Le communautarisme - Philippe Muray
Ce n’est pas seulement jouer sur les mots que de remarquer qu’entre communisme et communautarisme il n’y a que quelques lettres de différence, et que tous deux ont la même origine latine, communis. Ce n’est pas non plus se laisser aller à des abus historicistes que de noter le parfait synchronisme avec lequel on a vu finir le communisme et, presque aussitôt, apparaître les délires des communautarismes et leurs premières actions d’éclat. Comme si, des ruines de l’un, avaient émergé les autres. Et comme si le dogme de la dictature du prolétariat n’avait attendu que l’occasion de se transformer en despotisme des minorités dans un monde décentralisé, désorbité, où le centralisme démocratique de jadis accouche finalement d’un décentralisme frénétique tout aussi ennemi de la démocratie, bien sûr, que l’ancien centralisme. Dans le même temps, est rétablie la vieille notion bolchévique de « suspects », indispensable dans toute situation de terreur, et sont désignés de nouveaux « ennemis du peuple » (les homophobes, les sexistes, les islamophobes, etc.). La nuisance a horreur du vide. Les espoirs d’égalité illimitée que l’ancienne idéologie avait donné à l’homme, même s’il ne vivait pas en régime communiste, et même si ces espoirs avaient été rapidement bafoués, loin de disparaître avec cette idéologie, se reconstituent mais par morceaux, de manière éclatée, en poussière de néo-soviets ou de milices vigilantes qui exercent d’abord et comme de juste leur tyrannie sur ceux qui appartiennent au groupe, puis répercutent cette tyrannie et l’étendent à l’ensemble de la société, contrainte dès lors de s’incliner devant leurs exigences particulières et de les reconnaître comme autant de bienfaits. Tous les droits à la différence additionnés débouchent alors sur l’unique droit qui reste à l’individu ordinaire, celui qui ne peut se réclamer d’aucun particularisme : le droit à la déférence.

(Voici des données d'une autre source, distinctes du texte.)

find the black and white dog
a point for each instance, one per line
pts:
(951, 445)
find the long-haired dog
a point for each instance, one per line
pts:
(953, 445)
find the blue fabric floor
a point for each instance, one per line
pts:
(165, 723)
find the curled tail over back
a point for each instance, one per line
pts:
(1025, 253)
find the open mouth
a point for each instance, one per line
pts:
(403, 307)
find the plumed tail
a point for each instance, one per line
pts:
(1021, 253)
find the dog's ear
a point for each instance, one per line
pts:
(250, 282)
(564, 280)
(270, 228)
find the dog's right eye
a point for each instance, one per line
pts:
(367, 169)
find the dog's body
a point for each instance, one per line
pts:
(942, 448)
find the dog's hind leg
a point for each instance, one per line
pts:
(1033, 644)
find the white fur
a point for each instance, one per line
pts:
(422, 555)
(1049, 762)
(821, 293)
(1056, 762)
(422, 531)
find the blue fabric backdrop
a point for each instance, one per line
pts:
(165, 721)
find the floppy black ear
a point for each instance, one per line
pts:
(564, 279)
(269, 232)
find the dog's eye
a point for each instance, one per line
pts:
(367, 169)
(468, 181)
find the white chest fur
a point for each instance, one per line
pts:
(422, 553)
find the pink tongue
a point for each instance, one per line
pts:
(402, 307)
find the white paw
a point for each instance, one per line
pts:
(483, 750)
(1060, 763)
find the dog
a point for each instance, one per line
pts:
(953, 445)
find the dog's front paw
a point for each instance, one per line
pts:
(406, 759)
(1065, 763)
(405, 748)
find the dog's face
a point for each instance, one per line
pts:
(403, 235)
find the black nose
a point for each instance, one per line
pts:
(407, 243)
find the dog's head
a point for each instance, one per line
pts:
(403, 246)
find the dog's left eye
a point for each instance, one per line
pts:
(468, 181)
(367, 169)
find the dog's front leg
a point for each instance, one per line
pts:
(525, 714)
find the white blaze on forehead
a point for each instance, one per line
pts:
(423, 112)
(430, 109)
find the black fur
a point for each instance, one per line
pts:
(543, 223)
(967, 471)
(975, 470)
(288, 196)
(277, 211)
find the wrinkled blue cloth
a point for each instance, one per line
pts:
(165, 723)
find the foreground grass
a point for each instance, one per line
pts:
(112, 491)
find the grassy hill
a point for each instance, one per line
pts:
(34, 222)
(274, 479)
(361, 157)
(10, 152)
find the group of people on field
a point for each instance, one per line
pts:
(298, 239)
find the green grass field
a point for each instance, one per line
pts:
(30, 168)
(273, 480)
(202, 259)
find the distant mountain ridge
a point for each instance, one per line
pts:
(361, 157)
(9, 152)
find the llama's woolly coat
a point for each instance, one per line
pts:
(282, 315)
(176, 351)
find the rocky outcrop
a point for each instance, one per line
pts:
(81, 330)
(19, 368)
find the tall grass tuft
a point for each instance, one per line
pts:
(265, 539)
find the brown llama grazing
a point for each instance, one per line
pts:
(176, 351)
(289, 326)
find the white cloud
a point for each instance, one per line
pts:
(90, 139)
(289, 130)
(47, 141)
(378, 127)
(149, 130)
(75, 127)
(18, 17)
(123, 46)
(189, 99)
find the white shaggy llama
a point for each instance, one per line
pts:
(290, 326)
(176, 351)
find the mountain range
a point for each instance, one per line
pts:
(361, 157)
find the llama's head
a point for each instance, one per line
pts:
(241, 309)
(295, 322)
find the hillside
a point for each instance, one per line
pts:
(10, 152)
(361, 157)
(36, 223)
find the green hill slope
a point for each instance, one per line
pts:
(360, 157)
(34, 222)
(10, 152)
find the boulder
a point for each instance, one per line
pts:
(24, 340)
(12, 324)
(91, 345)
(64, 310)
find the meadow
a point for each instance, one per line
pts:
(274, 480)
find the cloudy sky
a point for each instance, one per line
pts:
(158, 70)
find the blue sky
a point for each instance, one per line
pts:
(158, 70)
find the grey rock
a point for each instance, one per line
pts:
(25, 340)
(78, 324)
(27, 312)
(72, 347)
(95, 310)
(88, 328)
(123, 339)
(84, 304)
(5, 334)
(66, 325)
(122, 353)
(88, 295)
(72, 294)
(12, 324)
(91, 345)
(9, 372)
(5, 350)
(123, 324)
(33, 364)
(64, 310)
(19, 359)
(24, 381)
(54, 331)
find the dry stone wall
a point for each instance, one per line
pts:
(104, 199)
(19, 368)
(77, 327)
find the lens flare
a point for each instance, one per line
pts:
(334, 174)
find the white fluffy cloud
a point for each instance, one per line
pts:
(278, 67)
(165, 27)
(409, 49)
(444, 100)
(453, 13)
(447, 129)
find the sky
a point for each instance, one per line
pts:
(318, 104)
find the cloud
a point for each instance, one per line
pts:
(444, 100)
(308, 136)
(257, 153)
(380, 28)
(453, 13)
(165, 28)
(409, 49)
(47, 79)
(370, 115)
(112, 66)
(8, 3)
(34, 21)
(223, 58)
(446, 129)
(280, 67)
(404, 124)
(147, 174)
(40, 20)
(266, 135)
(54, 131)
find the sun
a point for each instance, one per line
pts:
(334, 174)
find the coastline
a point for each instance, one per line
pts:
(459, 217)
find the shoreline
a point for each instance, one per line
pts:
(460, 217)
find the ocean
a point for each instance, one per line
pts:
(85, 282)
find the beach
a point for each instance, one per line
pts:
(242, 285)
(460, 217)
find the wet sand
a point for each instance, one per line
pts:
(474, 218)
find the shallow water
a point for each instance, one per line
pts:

Ces exigences, d’ailleurs, se chantent sur l’air du Bien absolu et de la positivité la plus irréfutable. Les « offres » communautaristes sont de celles qu’on ne peut pas refuser puisqu’elles parlent de justice, de tolérance, d’amour, d’équité, de métissage et d’ouverture à l’autre. Ce qui se traduit aussitôt en demandes insatiables de lois répressives. Car c’est bien sûr le Mal, ce Mal que l’on entend éradiquer (sous les divers masques du « phobe »), qui est d’ores et déjà passé avec armes et bagages dans le charabia du Bien. Il habite tout entier là même où se rabâche sa dénonciation. Il est la maladie qui parle de remède, il est la contention qui s’intitule liberté, et la haine qui tremble d’amour. Il est la mort qui vit une vie humaine et qui lui emprunte sa force. Il est la perversion qui se nomme Loi. Sous son action, les lois elles-mêmes, par principe protectrices, deviennent meurtrières. Un programme total, pour ne pas dire totalitaire, constitue l’unité cachée de mille programmes communautaristes en apparence ennemis. C’est ainsi qu’aux militantes qui affirment vouloir « imposer la défense des revendications féministes à l’ensemble du mouvement altermondialiste », fait curieusement écho l’islamiste radical qui dit sans jamais vraiment le dire qu’il veut l’islamisation de la modernité.
Le démoniaque, un nouveau démoniaque, un démoniaque moderne, n’est pas loin. Si la définition du démon est de manquer d’être, et donc de se venger de ce manque en nuisant, il est à noter que le communautariste, par manque d’être aussi, empoisonne tout le monde. Cette ancienne victime (mais le diable, « celui à qui on a fait du tort », en est une aussi) se sent menacée de disparition par intégration. La certitude de ne plus être persécutée s’échange pour elle contre le risque de mourir d’inexistence. C’est alors qu’elle se met à hurler à la discrimination et qu’elle transforme un fait-divers criminel en marchepied de ses nouvelles conquêtes. L’homme communautariste, l’homme des associations est l’homme du ressentiment sous sa figure contemporaine. Son impuissance à être l’a conduit vers les officines où bout l’esprit de vengeance. Il lui faut sans cesse des combats, des revendications, des pressions pour se sentir être parce qu’il ne peut plus éprouver l’excitation vitale que sous la forme de la persécution : celles dont il se dit menacé justifiant celles dont il demande la mise en œuvre. Mais tout cet enfer est si bien emballé dans le pathos de l’empathie qu’on l’entend à peine crépiter. En tout cas, ce serait une erreur de croire que le bruit qui s’en élève est la mélodie du bonheur.